The development comes roughly a month after the concessionaire of the Kingston Container Terminal expansion project signed an agreement with Cuba for the development of the Mariel Logistics Hub, which raised concerns especially as it related to the full ownership of Terminal Link CMA CGM and the ability of the entity to fast-track Jamaica’s port development and the dredging of the ports.
But Shirley told the Jamaica Observer that this new agreement “might result in the expansion moving faster as the alliance between the largest countries on the globe with some of the largest lines to develop assets is going to change the way maritime trades.”
“One has to place what is happening in the Caribbean in the place of those global developments to understand the full implication. Today there are four alliances together that accounts for over 85 per cent of all the cargo that we use across the globe that is now becoming highly concentrated. In parallel with that we have the formation of global terminal operators,” Shirley told the Business Observer.
He was speaking at the Private Sector Organisation of Jamaica and Jamaica Money Market Brokers Imperatives for Growth – Options and Opportunities Forum at the Jamaica Pegasus yesterday.

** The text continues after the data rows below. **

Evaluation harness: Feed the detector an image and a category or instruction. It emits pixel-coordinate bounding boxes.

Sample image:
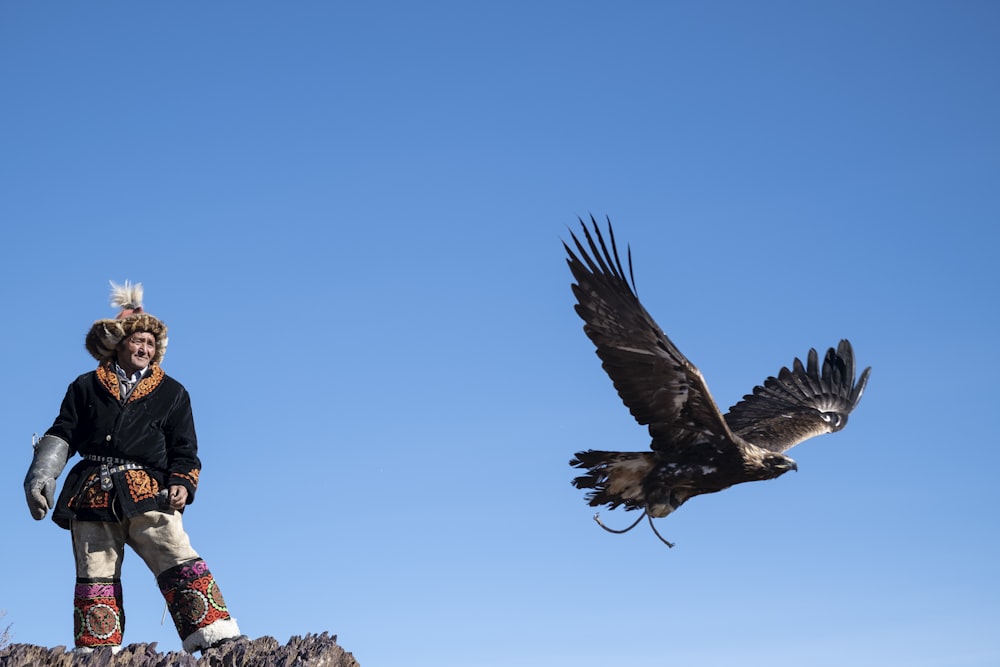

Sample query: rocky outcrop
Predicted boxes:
[0,632,360,667]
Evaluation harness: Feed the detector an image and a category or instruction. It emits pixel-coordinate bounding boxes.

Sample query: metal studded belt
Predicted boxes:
[83,454,146,491]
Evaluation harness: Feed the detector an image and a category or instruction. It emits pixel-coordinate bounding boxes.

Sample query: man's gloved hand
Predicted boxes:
[24,435,69,521]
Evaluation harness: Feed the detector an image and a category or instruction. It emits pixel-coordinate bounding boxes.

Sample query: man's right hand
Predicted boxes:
[24,435,69,521]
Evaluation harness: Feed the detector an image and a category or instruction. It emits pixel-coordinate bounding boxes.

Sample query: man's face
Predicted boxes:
[118,331,156,374]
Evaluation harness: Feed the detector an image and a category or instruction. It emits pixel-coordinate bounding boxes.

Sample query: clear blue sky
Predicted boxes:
[0,0,1000,667]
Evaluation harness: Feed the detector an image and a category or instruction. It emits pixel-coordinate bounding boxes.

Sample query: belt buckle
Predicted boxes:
[101,463,114,491]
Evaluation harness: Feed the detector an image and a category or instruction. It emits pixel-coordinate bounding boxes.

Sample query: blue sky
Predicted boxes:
[0,0,1000,667]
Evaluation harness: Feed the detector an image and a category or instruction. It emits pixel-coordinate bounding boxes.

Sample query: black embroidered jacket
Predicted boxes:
[46,362,201,528]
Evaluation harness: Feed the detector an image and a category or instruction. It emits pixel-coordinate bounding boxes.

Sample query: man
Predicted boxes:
[24,281,240,653]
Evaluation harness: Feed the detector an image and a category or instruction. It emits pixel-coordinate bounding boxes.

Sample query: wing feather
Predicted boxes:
[726,340,871,452]
[563,217,736,449]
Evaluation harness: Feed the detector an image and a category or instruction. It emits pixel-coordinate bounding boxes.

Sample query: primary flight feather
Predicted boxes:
[563,218,871,546]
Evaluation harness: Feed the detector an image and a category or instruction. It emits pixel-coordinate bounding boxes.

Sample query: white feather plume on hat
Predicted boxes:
[84,280,167,364]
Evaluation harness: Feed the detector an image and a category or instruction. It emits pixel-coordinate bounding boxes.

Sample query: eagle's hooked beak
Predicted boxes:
[777,457,799,472]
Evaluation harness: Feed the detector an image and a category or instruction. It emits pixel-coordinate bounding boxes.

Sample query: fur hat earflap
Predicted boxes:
[84,280,167,364]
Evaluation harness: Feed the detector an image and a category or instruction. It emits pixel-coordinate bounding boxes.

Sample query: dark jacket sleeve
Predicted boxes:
[163,387,201,505]
[45,380,83,458]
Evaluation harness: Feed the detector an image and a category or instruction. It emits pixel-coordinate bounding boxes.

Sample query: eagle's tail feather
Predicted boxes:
[569,449,656,510]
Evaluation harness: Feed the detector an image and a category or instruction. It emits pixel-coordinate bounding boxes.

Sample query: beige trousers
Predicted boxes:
[71,511,198,579]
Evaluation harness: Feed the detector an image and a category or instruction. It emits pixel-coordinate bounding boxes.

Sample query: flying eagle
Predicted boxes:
[563,217,871,547]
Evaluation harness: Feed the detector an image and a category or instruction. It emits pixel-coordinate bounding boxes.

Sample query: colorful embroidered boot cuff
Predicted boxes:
[73,579,125,648]
[156,558,240,653]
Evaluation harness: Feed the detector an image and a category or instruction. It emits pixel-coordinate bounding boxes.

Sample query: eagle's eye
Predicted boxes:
[822,412,844,429]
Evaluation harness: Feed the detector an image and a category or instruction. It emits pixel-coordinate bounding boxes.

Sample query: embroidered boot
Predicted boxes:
[73,579,125,653]
[156,558,240,653]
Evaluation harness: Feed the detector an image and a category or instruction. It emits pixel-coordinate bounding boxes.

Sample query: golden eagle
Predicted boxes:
[563,217,871,547]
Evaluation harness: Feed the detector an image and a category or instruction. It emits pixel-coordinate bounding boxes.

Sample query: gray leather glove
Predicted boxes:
[24,435,69,521]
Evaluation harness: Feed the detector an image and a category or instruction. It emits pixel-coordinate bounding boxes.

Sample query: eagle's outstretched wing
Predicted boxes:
[563,217,735,450]
[726,340,871,452]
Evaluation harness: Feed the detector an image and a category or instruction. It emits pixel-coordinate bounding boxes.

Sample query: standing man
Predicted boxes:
[24,281,240,653]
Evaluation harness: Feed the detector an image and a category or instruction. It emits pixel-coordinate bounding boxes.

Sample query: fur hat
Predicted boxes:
[84,280,167,365]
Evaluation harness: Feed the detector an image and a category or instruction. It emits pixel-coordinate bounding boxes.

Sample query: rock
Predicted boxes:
[0,632,360,667]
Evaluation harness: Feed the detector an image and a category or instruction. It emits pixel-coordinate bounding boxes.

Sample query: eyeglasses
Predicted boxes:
[128,336,156,347]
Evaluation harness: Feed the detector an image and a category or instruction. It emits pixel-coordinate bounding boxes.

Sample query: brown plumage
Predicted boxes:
[563,218,871,546]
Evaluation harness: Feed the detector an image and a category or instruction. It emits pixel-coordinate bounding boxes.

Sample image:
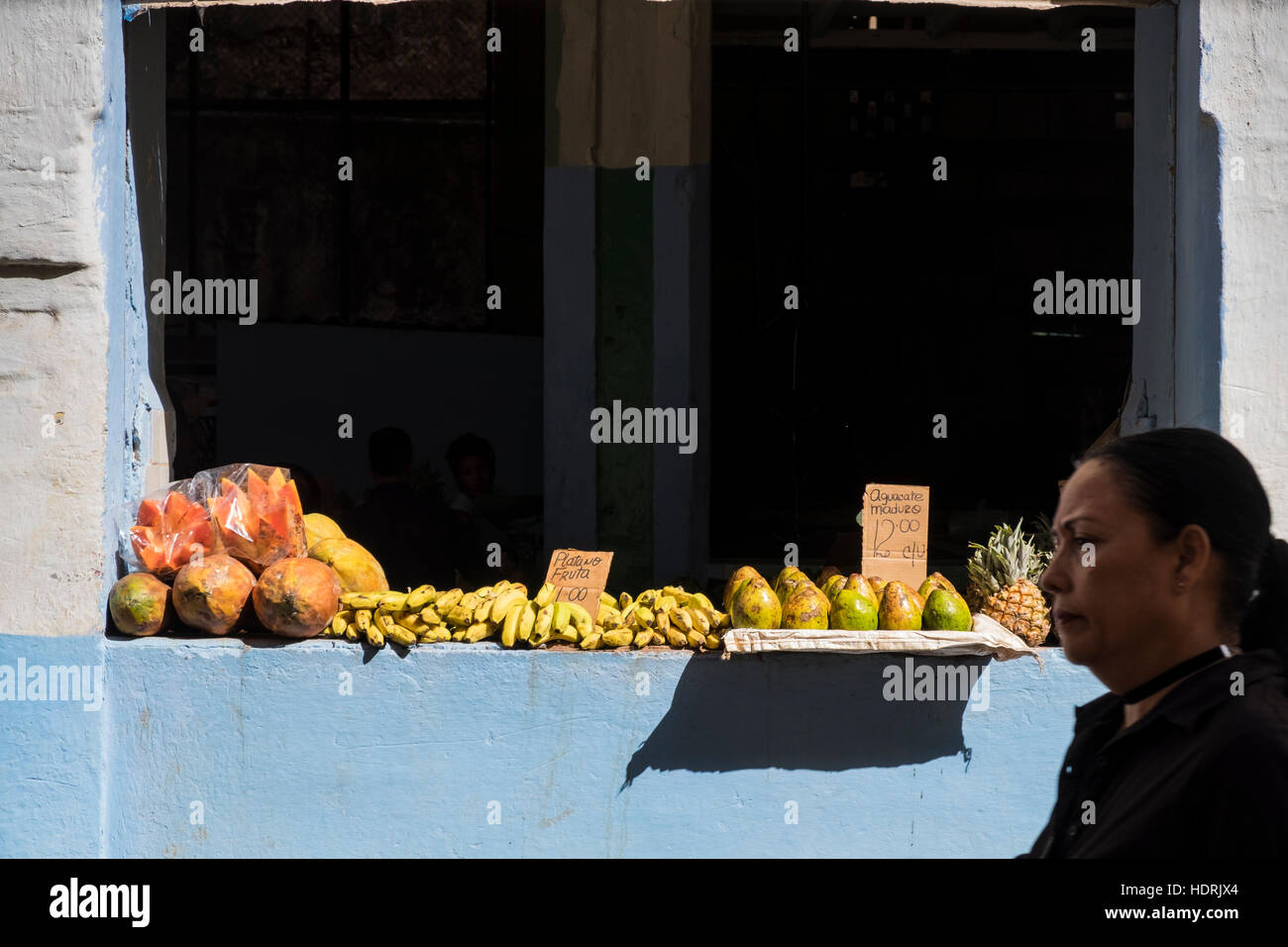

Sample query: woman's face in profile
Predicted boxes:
[1039,460,1176,672]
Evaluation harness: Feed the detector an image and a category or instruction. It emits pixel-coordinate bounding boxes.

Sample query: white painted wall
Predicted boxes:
[1200,0,1288,535]
[0,0,108,635]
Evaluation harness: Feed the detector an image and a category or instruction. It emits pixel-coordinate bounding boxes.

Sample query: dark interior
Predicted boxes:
[156,0,1132,579]
[711,3,1133,569]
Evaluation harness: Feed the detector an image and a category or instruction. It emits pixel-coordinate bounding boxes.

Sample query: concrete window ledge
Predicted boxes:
[0,637,1103,857]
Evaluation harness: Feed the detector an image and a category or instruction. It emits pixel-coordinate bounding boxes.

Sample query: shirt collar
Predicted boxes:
[1073,650,1283,733]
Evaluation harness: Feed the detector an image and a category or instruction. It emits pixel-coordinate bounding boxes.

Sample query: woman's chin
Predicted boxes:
[1056,618,1096,665]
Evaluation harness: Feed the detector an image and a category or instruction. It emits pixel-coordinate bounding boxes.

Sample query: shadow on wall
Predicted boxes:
[621,653,989,789]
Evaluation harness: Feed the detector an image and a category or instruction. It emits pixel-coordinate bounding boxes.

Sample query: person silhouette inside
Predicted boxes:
[343,428,456,590]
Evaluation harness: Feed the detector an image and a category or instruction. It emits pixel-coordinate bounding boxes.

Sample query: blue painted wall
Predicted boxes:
[0,637,1102,857]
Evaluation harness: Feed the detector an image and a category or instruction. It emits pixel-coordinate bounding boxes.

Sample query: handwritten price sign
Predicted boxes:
[863,483,930,588]
[546,549,613,618]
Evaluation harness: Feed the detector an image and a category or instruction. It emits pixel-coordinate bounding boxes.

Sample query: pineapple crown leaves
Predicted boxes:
[966,518,1051,594]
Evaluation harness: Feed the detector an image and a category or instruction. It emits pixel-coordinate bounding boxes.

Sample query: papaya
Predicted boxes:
[210,468,308,575]
[174,554,255,635]
[252,557,340,638]
[304,513,344,549]
[309,539,389,592]
[107,573,174,638]
[130,489,216,579]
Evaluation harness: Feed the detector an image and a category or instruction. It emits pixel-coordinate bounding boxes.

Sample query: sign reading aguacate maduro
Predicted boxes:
[535,549,613,618]
[863,483,930,588]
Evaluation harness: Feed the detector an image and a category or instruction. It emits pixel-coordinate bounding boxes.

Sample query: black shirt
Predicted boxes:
[1021,651,1288,858]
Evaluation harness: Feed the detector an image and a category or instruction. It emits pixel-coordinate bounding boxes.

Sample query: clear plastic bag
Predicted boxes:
[203,464,308,576]
[121,478,222,582]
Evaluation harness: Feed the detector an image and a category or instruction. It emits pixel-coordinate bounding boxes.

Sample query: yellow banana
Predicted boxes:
[380,591,407,612]
[501,600,527,648]
[406,585,438,612]
[380,618,416,648]
[488,588,528,627]
[602,627,635,648]
[447,605,474,627]
[394,612,429,635]
[519,601,537,642]
[550,601,572,631]
[434,588,465,614]
[532,605,555,639]
[568,601,595,638]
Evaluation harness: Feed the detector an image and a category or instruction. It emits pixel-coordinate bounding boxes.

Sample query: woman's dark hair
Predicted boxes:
[1082,428,1288,661]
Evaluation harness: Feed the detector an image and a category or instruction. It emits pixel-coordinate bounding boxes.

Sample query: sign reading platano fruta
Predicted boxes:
[546,549,613,618]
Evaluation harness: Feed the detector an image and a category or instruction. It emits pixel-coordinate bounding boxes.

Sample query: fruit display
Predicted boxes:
[725,566,971,631]
[315,579,730,651]
[966,519,1051,647]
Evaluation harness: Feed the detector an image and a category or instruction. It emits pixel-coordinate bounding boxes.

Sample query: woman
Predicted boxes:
[1029,428,1288,858]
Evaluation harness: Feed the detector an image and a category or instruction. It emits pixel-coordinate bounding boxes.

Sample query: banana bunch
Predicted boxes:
[599,585,730,651]
[322,581,529,648]
[321,581,730,651]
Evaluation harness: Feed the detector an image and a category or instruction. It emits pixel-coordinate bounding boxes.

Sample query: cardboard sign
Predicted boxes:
[863,483,930,588]
[546,549,613,618]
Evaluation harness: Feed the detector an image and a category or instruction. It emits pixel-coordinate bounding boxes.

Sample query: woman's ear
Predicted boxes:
[1175,523,1212,591]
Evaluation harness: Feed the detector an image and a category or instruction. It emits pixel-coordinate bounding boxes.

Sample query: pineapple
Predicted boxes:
[966,519,1051,647]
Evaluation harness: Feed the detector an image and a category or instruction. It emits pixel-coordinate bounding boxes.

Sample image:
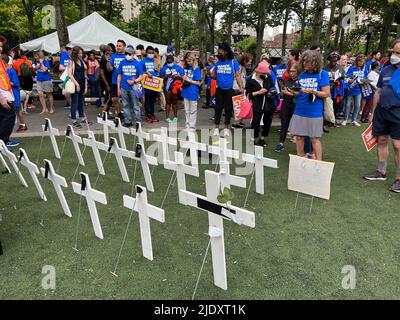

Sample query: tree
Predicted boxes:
[53,0,69,47]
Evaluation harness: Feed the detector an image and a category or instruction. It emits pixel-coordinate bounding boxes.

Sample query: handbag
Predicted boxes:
[61,61,76,94]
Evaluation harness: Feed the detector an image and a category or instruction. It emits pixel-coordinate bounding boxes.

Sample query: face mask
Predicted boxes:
[390,54,400,64]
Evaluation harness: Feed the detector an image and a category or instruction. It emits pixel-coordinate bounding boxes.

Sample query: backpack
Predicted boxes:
[20,62,33,78]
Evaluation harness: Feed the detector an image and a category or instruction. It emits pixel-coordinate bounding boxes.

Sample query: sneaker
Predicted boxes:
[6,140,21,148]
[274,143,285,152]
[364,170,387,181]
[72,122,82,129]
[389,179,400,193]
[17,124,28,132]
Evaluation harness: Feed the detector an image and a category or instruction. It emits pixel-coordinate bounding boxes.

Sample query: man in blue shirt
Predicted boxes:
[117,48,143,128]
[107,40,126,120]
[364,39,400,192]
[58,46,72,109]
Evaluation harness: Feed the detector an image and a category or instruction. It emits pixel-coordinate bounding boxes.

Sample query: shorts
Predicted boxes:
[165,90,179,106]
[372,105,400,140]
[110,83,118,98]
[36,80,53,93]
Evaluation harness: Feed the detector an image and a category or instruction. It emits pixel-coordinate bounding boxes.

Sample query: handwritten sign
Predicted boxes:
[142,75,164,92]
[361,123,378,152]
[232,94,245,120]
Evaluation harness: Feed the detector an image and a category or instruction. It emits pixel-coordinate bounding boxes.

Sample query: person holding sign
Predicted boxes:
[117,48,143,128]
[287,50,330,160]
[364,39,400,192]
[161,55,185,123]
[141,46,160,123]
[181,54,202,131]
[212,43,244,137]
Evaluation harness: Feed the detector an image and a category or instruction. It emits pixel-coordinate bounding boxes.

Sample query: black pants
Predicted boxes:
[0,102,16,143]
[214,88,233,126]
[279,101,296,143]
[251,105,274,139]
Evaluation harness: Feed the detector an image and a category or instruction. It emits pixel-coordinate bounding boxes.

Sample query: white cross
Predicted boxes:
[65,124,85,166]
[0,139,28,187]
[179,132,207,166]
[0,152,11,173]
[42,118,61,159]
[112,117,130,149]
[97,111,113,145]
[179,170,255,290]
[208,138,239,161]
[82,131,107,176]
[242,146,278,194]
[107,138,130,182]
[128,143,158,192]
[123,186,165,260]
[131,122,150,148]
[19,148,47,201]
[219,161,246,190]
[153,127,178,167]
[40,159,72,218]
[72,172,107,239]
[165,151,199,201]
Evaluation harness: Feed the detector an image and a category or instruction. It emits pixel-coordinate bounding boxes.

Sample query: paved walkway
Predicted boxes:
[11,95,280,139]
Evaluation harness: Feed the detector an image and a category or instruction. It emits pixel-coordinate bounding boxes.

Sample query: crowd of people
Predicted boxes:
[0,40,400,192]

According to reports, CMA CGM and the Export-Import Bank of China (CEXIM) have signed a framework agreement on financing solutions for a total of up to US$1 billion in the form of loans and/or export credit insurance. The solution is expected to bring the carrier lower-cost financing which will be available for the future vessels and containers the group may order from the country.
Over the years, the CMA CGM Group has been ordering most of its containers from the Chinese group CIMC. The Group will be taking delivery of three 18,000 twenty-foot equivalent unit (TEU) ships from Chinese shipyards later this year.
The shipping giant stated that it would jointly investigate and develop opportunities from Beijing’s ‘One Belt, One Road’ project and collaborate on the Maritime Silk Road, which is aimed at boosting trade to and from China.
“It’s a multi-billion-dollar deal really focused on the ports in Asia and Africa. It’s affecting that side of the world and it will affect this side of the world eventually in that the investments that are being made in Jamaica are part of a larger global strategy,” Shirley stated.
“So where we started as a fragmented industry we are moving towards an industry that is highly concentrated among carriers and terminals and also the capital requirement by virtue of the vessel sizes, and the reinvestments in the terminals is increasing dramatically. There is also the change in geopolitics to which careful attention has to be paid.”
In April, CMA CGM signed a concession agreement with Jamaica under which it will invest US$600 million to upgrade and expand Kingston Container Terminal (KCT) and operate it for 30 years, as well as spend US$130 million to dredge Kingston Harbour.
The planned terminal extension is expected to turn Kingston into one of the Caribbean’s top five ports in line with the expansion of the Panama Canal, which is expected to be completed in 2016. The expansion will allow the deployment of up to 12,600 TEU vessels in Jamaica.